82      En somme, il convient de considérer que, même si les éléments de preuve présentés en l’espèce pourraient s’avérer suffisants pour démontrer un certain usage de la marque antérieure, ils contiennent peu d’indications sur le degré de connaissance et de reconnaissance de la marque antérieure, de sorte qu’ils sont insuffisants pour démontrer la notoriété de cette marque en Espagne ou dans d’autres parties de l’Union.

83      Au vu de l’ensemble des considérations qui précèdent, c’est à bon droit que la chambre de recours a considéré que la notoriété du signe QUILAPAYÚN n’avait pas été démontrée et que, par conséquent, les conditions d’application prévues par l’article 8, paragraphe 2, sous c), du règlement no 207/2009, n’étaient pas réunies et l’opposition ne pouvait être accueillie.

 Sur le troisième grief, relatif à la répartition des dépens devant la chambre de recours

84      Par son troisième grief, le requérant soutient, en substance, que, dans la mesure où la décision de la division d’opposition a été annulée pour un motif que les demandeurs n’ont pas fait valoir, il ne devrait pas supporter les dépens, d’autant moins que l’affaire aurait été complexe et qu’il aurait bénéficié de l’aide juridictionnelle gratuite.

85      L’EUIPO conteste les allégations du requérant.

86      À cet égard, il y a lieu de rappeler que, en vertu de l’article 85, paragraphe 1, du règlement no 207/2009 (article 109, paragraphe 1, du règlement 2017/1001), la partie perdante dans une procédure de recours supporte les taxes exposées par l’autre partie, ainsi que, sans préjudice des dispositions de l’article 119, paragraphe 6, du même règlement (devenu article 146, paragraphe 7, du règlement 2017/1001), tous les frais exposés par celle-ci indispensables aux fins des procédures, y compris les frais de déplacement et de séjour et la rémunération d’un agent, conseil ou avocat, dans la limite des tarifs fixés pour chaque catégorie de frais dans les conditions prévues par le règlement d’exécution.

87      Dans la mesure où, en l’espèce, la chambre de recours a accueilli le recours formé par les demandeurs, c’est à bon droit que, au point 61 de la décision attaquée, ladite chambre a condamné le requérant à supporter tous les frais indispensables aux fins des procédures d’opposition et de recours exposés par les demandeurs et a fixé, au point 63 de ladite décision, leur montant à 850 euros.
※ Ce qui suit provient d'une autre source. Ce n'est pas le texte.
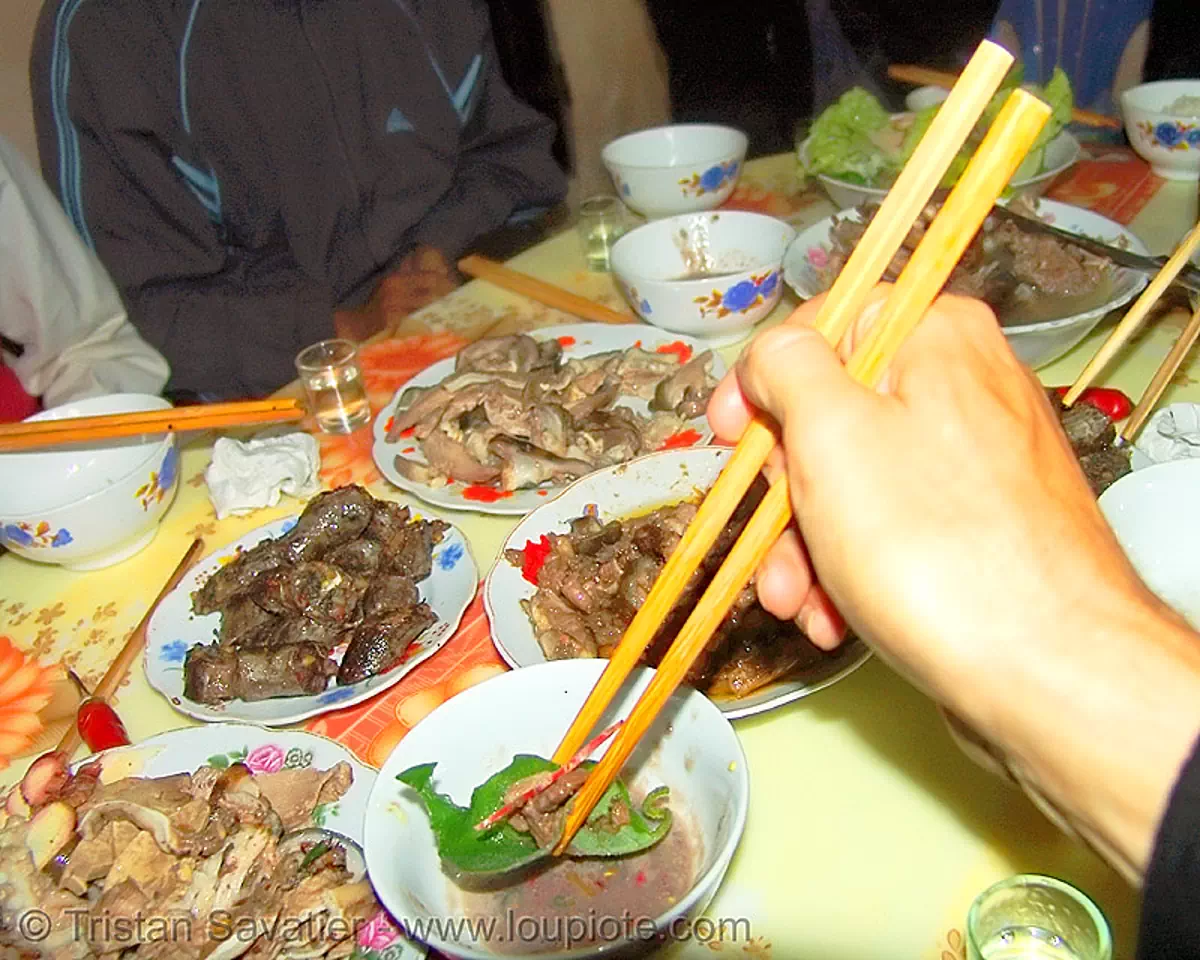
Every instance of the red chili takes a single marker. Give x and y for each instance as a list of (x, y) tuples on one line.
[(533, 557), (100, 726), (1110, 401)]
Par ailleurs, au titre de la taxe de recours, le requérant a été condamné à payer 800 euros.

88      Il convient d’ajouter que le fait que la chambre de recours ait annulé la décision de la division d’opposition en se fondant sur un motif non soulevé par les demandeurs, que l’affaire ait été complexe et que le requérant ait bénéficié de l’aide juridictionnelle est sans incidence sur l’application de l’article 85, paragraphe 1, du règlement no 207/2009. Partant, il y a lieu de rejeter le présent grief.

89      Au vu de tout ce qui précède, il y a lieu de rejeter le recours dans son ensemble.

 Sur les dépens

90      Aux termes de l’article 134, paragraphe 1, du règlement de procédure du Tribunal, toute partie qui succombe est condamnée aux dépens, s’il est conclu en ce sens.

91      Le requérant ayant succombé en l’espèce, il y a lieu de le condamner aux dépens, conformément aux conclusions de l’EUIPO.

Par ces motifs,

LE TRIBUNAL (deuxième chambre)

déclare et arrête :

1)      Le recours est rejeté.

2)      JT est condamné aux dépens.

Tomljenović

Škvařilová-Pelzl

Nõmm

Ainsi prononcé en audience publique à Luxembourg, le 14 juillet 2021.

Signatures


*      Langue de procédure : l’espagnol.


1      La liste des autres parties à la procédure devant la chambre de recours de l’EUIPO n’est annexée qu’à la version notifiée aux parties.